O mundo político brasileiro parece respirar aliviado com o esfriamento das tratativas de Polícia Federal (PF) e Procuradoria-Geral da República (PGR) com a defesa de Daniel Vorcaro para a celebração de um acordo de delação premiada. Afinal, a suposta (sim, o direito me obriga) teia de relações do banqueiro iria desde o todo poderoso Supremo Tribunal Federal (STF), passando pelo Congresso Nacional e autoridades do Executivo.
Jantares nababescos, caronas em jatinhos, presentes milionários, negócios imobiliários com resorts, ingressos para shows de divas do Pop, contratos para prestação de serviços advocatícios por valores astronômicos… O ex-dono do Banco Master certamente buscou a proteção de pessoas influentes – e de todos os espectros políticos – para blindar a sua suposta (sim, de novo, o direito me obriga) rede de puro e simples estelionato contra cidadãos brasileiros.
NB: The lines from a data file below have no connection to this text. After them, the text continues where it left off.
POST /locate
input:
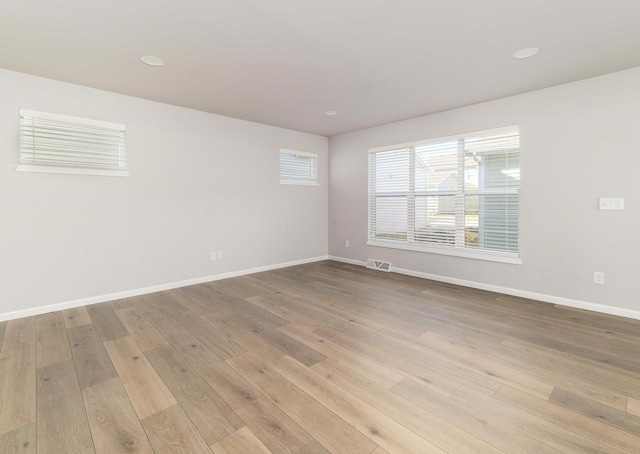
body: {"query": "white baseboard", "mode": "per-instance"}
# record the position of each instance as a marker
(152, 289)
(561, 301)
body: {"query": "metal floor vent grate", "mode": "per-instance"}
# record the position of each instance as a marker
(378, 265)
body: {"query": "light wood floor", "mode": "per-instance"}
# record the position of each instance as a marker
(320, 358)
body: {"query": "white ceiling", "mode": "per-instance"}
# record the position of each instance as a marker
(285, 62)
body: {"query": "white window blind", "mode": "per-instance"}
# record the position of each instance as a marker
(298, 167)
(453, 194)
(59, 143)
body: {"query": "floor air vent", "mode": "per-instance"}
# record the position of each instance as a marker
(378, 265)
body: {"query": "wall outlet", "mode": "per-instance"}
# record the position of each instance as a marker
(598, 277)
(610, 203)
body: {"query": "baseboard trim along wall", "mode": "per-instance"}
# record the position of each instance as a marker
(152, 289)
(434, 277)
(508, 291)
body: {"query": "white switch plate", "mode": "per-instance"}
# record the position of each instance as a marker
(611, 203)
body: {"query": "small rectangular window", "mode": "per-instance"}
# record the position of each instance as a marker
(298, 167)
(455, 195)
(62, 144)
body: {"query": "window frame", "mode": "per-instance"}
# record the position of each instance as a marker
(313, 156)
(78, 168)
(456, 250)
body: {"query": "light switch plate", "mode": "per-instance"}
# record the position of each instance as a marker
(611, 203)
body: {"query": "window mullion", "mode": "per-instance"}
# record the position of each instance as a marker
(460, 240)
(411, 197)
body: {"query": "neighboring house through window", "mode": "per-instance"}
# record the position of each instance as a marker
(456, 195)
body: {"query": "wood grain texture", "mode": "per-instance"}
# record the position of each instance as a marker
(575, 422)
(178, 336)
(19, 332)
(17, 388)
(3, 327)
(313, 417)
(491, 431)
(145, 335)
(242, 440)
(426, 424)
(216, 341)
(20, 441)
(106, 323)
(315, 448)
(372, 423)
(62, 424)
(614, 417)
(76, 317)
(145, 388)
(52, 345)
(306, 355)
(317, 358)
(171, 432)
(276, 430)
(208, 411)
(516, 420)
(92, 362)
(114, 425)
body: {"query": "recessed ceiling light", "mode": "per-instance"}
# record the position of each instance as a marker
(152, 61)
(527, 52)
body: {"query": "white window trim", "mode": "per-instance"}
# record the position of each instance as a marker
(71, 170)
(487, 255)
(455, 252)
(305, 154)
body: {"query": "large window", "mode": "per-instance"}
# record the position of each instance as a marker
(455, 195)
(63, 144)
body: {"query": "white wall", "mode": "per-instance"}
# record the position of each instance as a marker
(199, 182)
(579, 141)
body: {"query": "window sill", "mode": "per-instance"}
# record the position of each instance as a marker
(71, 170)
(492, 257)
(300, 183)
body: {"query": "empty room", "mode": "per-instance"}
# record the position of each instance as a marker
(311, 227)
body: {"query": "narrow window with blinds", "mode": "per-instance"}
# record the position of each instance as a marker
(298, 167)
(62, 144)
(457, 195)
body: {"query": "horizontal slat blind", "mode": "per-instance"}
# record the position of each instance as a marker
(55, 140)
(458, 192)
(297, 167)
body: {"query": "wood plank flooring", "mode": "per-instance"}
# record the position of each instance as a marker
(320, 358)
Ainda impossível de medir em sua totalidade, o fato é que o esquema supostamente (de novo, o direito me obriga) comandado por Vorcaro resultou em prejuízos da ordem de R$ 52 bilhões apenas ao Fundo Garantidor de Créditos (FGC), mecanismo que foi criado para proteger pequenos investidores.
Confesso que existe em mim (e claro que não é só o meu caso) um desejo que toda essa teia de relações espúrias e criminosas do suposto (direito, de novo) estelionatário Daniel Vorcaro seja exposta. Doa a quem doer, caia o ministro do STF que tiver que cair, o presidente de partido que for e o ex-líder de governo que for, o pré-candidato à Presidência que for. Mas uma coisa que não podemos perder de vista é: o líder desse suposto esquema tem que passar vários anos na cadeia.
Vorcaro me parece ter operado a partir da premissa de que, mesmo que seu suposto esquema fosse descoberto, teria vivido a vida dos sonhos por alguns anos e desviado e ocultado dinheiro suficiente para desfrutar de conforto após cumprir sua pena. Certamente, essa grana toda também lhe garantiria a melhor defesa criminal que o dinheiro pode comprar, com direito a chicanas intermináveis e o tradicional relaxamento da prisão em algum momento futuro. Mas, ei, para que investigar a origem do dinheiro está pagando advogados, né? Certamente isso iria enfurecer a Ordem dos Advogados do Brasil (OAB).
A certeza da impunidade e do custo/benefício de uma pena leve – ou no caso de se ter um bom advogado, ser postergada até a velhice – é um fator que me parece impulsionar uma profusão de esquemas de estelionato pelo Brasil. E ainda tenho uma sensação incômoda de que esse tipo de crime é cercado de tolerância em nosso País. Uma derivação da nefasta “esperteza” brasileira, do ditado “todo dia um malandro e um otário saem de casa. Quando eles se encontram, dá negócio”.
Voltando para o caso de uma hipotética delação, é fato que o acordo só sairia com uma redução substancial de pena para o ex-banqueiro. Muito provavelmente para o nível “tapinha nas costas” e com prisão cumprida em uma estrutura semelhante a um hotel 2 estrelas – certamente um sofrimento para ele, mas algo absolutamente normal para a esmagadora maioria dos brasileiros. E devo dizer que aquele meu desejo de que toda a teia seja exposta vai caindo por terra. Confesso, quero ver o responsável por esse suposto esquema hediondo apodrecer na cadeia.
Vorcaro supostamente (sim, vamos ter que dizer isso por uns 20 anos, até sair o trânsito em julgado) viveu “50 anos em 5”. Flertou e namorou com modelos e atrizes… Fez festas inadmissíveis até para bilionários, incluindo uma que custou R$ 216 milhões na Itália… Pagou e degustou, com poderosos, uísques que custam um salário de juiz (com penduricalhos) a garrafa… E tudo isso supostamente com dinheiro que não era seu! Que deixou um rombo no FGC, que prejudicou fundos de pensão pelo Brasil. Que, sim, foi tirado de milhares de brasileiros e brasileiras.
Permitir que tudo isso seja resolvido com um par de anos na cadeia não é aceitável e não pode ser tolerado, com ou sem delação premiada, com ou sem uma esperada “derrubada da República”. É um dever punir propriamente e com MUITOS ANOS de cadeia o estelionato supostamente cometido nesse esquema gigantesco e nefasto. E isso teria que ser – e espero que seja – inegociável.